Week One: Let’s Gather to Talk about Violence

My heart is heavy this week. I’m usually pretty good at compartmentalizing. But for about three weeks now, when there was another school shooting in Minnesota, things have felt harder to silo. As I was collecting my lunch for the day, pouring coffee, and grabbing last-minute items to leave for work, I heard the announcement about Annunciation Catholic school and I froze. This is where my best friend’s baby went to school, her nephews, her neighbors. Within minutes of the news breaking, I received a text “…they are not there, thankfully. But our neighbors, our friends, and teachers. It’s horrific.” I took a deep breath. Then, I had to move on, momentarily. Invited to a Head Start in-service to kick off their school year with hope, I needed to drive to another site with teachers, full of anticipation for the school year. 
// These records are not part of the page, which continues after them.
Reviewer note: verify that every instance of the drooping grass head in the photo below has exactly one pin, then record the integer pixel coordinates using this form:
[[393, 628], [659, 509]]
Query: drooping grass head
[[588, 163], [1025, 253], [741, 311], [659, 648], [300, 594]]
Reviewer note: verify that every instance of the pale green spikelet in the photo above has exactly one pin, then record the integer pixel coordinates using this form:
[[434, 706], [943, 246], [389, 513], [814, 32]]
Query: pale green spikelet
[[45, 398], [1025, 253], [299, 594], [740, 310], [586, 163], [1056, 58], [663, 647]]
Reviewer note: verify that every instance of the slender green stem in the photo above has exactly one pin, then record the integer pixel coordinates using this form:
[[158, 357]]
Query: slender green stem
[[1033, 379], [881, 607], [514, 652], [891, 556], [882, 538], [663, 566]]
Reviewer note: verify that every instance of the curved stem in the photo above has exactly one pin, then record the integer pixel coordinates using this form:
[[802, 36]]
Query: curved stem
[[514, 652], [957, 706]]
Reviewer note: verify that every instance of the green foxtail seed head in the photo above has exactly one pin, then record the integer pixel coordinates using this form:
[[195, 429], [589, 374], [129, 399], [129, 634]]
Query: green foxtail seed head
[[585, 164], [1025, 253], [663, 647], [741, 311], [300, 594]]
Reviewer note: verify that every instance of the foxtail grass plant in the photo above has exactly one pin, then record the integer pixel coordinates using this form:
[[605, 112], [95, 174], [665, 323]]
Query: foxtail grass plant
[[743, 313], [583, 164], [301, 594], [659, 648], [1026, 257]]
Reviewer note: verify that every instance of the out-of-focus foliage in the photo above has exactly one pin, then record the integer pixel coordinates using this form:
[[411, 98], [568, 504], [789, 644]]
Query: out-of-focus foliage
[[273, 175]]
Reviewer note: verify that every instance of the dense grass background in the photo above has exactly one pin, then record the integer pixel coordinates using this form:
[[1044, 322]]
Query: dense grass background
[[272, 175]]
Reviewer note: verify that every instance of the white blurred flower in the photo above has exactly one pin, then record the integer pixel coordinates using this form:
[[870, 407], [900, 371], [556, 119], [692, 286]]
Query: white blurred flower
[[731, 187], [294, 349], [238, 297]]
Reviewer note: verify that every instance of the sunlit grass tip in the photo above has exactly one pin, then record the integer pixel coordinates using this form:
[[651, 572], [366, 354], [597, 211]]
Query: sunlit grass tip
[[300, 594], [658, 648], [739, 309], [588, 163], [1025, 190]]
And this week, two more horrific shootings. At least two that made the news. Countless others. In Colorado, where two students were hospitalized and the perpetrator shot himself and later died, followed by the assassination of Charlie Kirk. We live in a country where coverage a school shooting was interrupted by coverage of an assassination. It’s unfathomable to me as a woman, wife, mother, psychologist, health professional, sister, auntie, and friend. Any lost life is too much.

As I cried, prayed, contemplated, walked, processed and held space for grief, I’m turning towards the only thing I know how to do: ACTION. Control what I can control. And here’s what I can control: providing a space of openness, education, and information-seeking. I’m not seeking to testify in Congress. I will not change our administrative policy. I cannot shift the minds of lobbyists. I do not want to further politicize lost lives. But I can offer ways to talk to children and your families about violence, communication, and conflict resolution. It’s the only way I hold onto hope right now. 

At the end of the day, it’s connection that heals. It’s coming together that matters. Here are two ways you can join me:

1. Let’s gather on Saturday at 9am PST/10am MT/11am CT/Noon EST. I’m going to show up for as many people as possible. Whether that be five of us or 500. And I’ll stay as long as there are questions. Invite friends, please! Here’s what we’ll cover:

a. How to talk to children in developmentally appropriate ways about violence.

b. How to model conflict resolution for children of all ages.

c. Ways to buffer our children from stress & trauma and build connection.

2. If you’re a professional, attend our fall conference. Learn about how we mitigate stress and trauma through brief interventions that build relational health and connection. And if you’re not a professional that works with kids and families, sponsor someone else to attend.

I hope to see so many of you this Saturday. I do not care about your religious or political beliefs. If you love children and want to support them, I encourage you to show up. This is how things change – with small and mighty groups who are purposeful about how we handle conversations and model conflict resolution with our children.